I would suggest that women shaving their legs etc. is more universal than some people would think. 

As a species, we have a lot of ways of sexually differentiating ourselves. It's rare to see a species so sexually differentiated as humans, but humans are an animal that is very sexual. 

We try to exagerate these differences to seem sexier. 

Men are naturally more muscular than women because men have more testosterone than women. Men go to the gym to become more and more muscular. The natural difference in muscle mass is exaggerated to draw more attention from the opposite sex. Being big and muscly is very masculine, and no surprise that women generally prefer muscly men.

In this same way, women are naturally less hairy than men. 

And so, to exaggerate their femininity, which has naturally endowed them with less hair, they reduce their body hair even more. 

So I would guess that, as societies become more open and overt sexual displays become more accepted, more women would shave their legs and more men would go to the gym. 

In societies where people aren't sexually displaying themselves in public, you'd probably find less leg-shaving. If everyone gets married at age 16 and no one gets divorced, then you're not in the sexual market, and attracting a partner becomes much less important. 

If, however, people are shopping around, they'll obviously put much more effort into attracting a mate, and exaggerating your femininity or masculinity seems a common practice all throughout humanity.


----------



## COF

Shaving your legs and chest is an incredibly effeminate thing to do for a male.


----------



## mirx

COF said:


> Shaving your legs and chest is an incredibly effeminate thing to do for a male.


 
Tell that to the Italians.


----------



## Frank06

COF said:


> Shaving your legs and chest is an incredibly effeminate thing to do for a male.


Quite some men do it for professional reasons, others because they like it, or because they simply prefer not to have hair on their body. But anyway, this thread is about *women*.


----------



## Jacobtm

COF said:


> Shaving your legs and chest is an incredibly effeminate thing to do for a male.



Hell, I know guys who shave their arms who are far from effetes.


----------



## merquiades

Well, interesting thread!  I hadn't really given much thought to it before.
In the US, I would say almost all women remove leg and underarm hair, and probably do it often.  Being seen with any body hair I think would be considered terrible for a woman.  I also believe American women by in large shave and don't get waxed.  In Europe, it's pretty much the same (I'm talking of Spain and France). The difference is quite a few women don't seem troubled to have some stubble once and a while.  This might be because waxing is much more popular than shaving and perhaps they're waiting...  Besides, you can still find some (granted few) women who do not remove their body hair and don't see troubled by it. 
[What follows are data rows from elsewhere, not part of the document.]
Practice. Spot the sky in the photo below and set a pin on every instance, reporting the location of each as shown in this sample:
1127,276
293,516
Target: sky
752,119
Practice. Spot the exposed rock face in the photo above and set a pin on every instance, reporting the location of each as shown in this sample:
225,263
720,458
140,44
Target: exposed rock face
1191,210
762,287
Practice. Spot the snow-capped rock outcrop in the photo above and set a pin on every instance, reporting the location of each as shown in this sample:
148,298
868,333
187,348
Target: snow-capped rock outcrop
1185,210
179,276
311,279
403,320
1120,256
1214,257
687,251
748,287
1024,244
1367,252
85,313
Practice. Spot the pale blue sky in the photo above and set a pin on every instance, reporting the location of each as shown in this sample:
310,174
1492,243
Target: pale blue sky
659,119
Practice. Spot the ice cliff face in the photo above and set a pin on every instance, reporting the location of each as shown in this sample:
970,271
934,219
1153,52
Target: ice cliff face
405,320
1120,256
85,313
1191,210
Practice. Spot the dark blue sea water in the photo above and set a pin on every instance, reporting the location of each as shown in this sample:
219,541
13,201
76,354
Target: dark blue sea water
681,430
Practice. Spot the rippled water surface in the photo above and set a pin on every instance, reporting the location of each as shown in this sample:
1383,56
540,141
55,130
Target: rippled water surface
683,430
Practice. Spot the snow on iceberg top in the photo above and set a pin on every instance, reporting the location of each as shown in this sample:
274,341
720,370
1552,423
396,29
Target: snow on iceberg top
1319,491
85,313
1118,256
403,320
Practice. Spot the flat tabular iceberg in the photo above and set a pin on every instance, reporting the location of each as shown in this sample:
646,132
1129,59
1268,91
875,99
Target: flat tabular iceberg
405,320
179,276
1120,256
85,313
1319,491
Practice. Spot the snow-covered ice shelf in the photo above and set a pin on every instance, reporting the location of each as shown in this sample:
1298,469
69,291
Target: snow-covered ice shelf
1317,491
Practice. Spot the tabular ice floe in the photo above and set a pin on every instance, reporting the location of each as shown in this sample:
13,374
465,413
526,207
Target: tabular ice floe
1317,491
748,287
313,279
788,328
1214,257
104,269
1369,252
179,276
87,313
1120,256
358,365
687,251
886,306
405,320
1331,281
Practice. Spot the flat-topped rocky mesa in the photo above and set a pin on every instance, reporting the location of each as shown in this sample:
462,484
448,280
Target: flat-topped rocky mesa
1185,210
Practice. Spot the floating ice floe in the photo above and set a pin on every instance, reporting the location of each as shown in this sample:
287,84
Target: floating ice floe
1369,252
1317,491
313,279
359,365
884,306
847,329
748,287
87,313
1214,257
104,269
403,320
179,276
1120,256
A new trend indeed is men waxing their chests, backs, shoulders, arms.  It seems to me to be more popular by the day in Europe.  Men on the beach with tons of chest hair, worse yet back or shoulder hair, is increasingly considered gross.  I'm not sure if this change is occurring in the US.  I'm not really there that often.  In my father's generation they'd have been considered very effeminate to say the least.


----------



## Ushuaia

Here, in Argentina, most women either wax or shave, mainly depending on the amount of body hair. 

I had the same problem you did, Rozax, and a few years ago I stopped waxing my legs. My skin felt and looked wonderful. Then I went to the beach. I still remember the look other women gave me: they seemed OFFENDED by the hair on my legs! (Which makes sense: if you are confident that any _cultural command _is simply proper and right, anybody who dares dissobey it is an offender, in a way.)

A few years later, "permanent" body hair removal became (a little) less expensive and I gave it a try, getting rid of the problem of ingrown hair altogether. 
Being a member of my culture, I like my legs better without hair... but still wish people minded their own business when it comes to the way others choose to look. "Live and let live" is a catchy phrase, but hasn't really caught on... yet!


----------



## Kumpel

A group of teenage girls, around my age, and I were discussing hair on the region that seems to be repeatedly referred to as _err_ in this thread. The conclusion: women 'should have' bald _errs_, but guys 'should have' some hair down there.

I have a friend (again, my age and female) who has hairy arms. I'd say her arms are much hairier than mine, and I'm quite a hairy guy. She got bullied for a few years because of it - I think that shows the opinions of British teens. This bullying notwithstanding, she hasn't to this day done anything to remove the hair from her arms.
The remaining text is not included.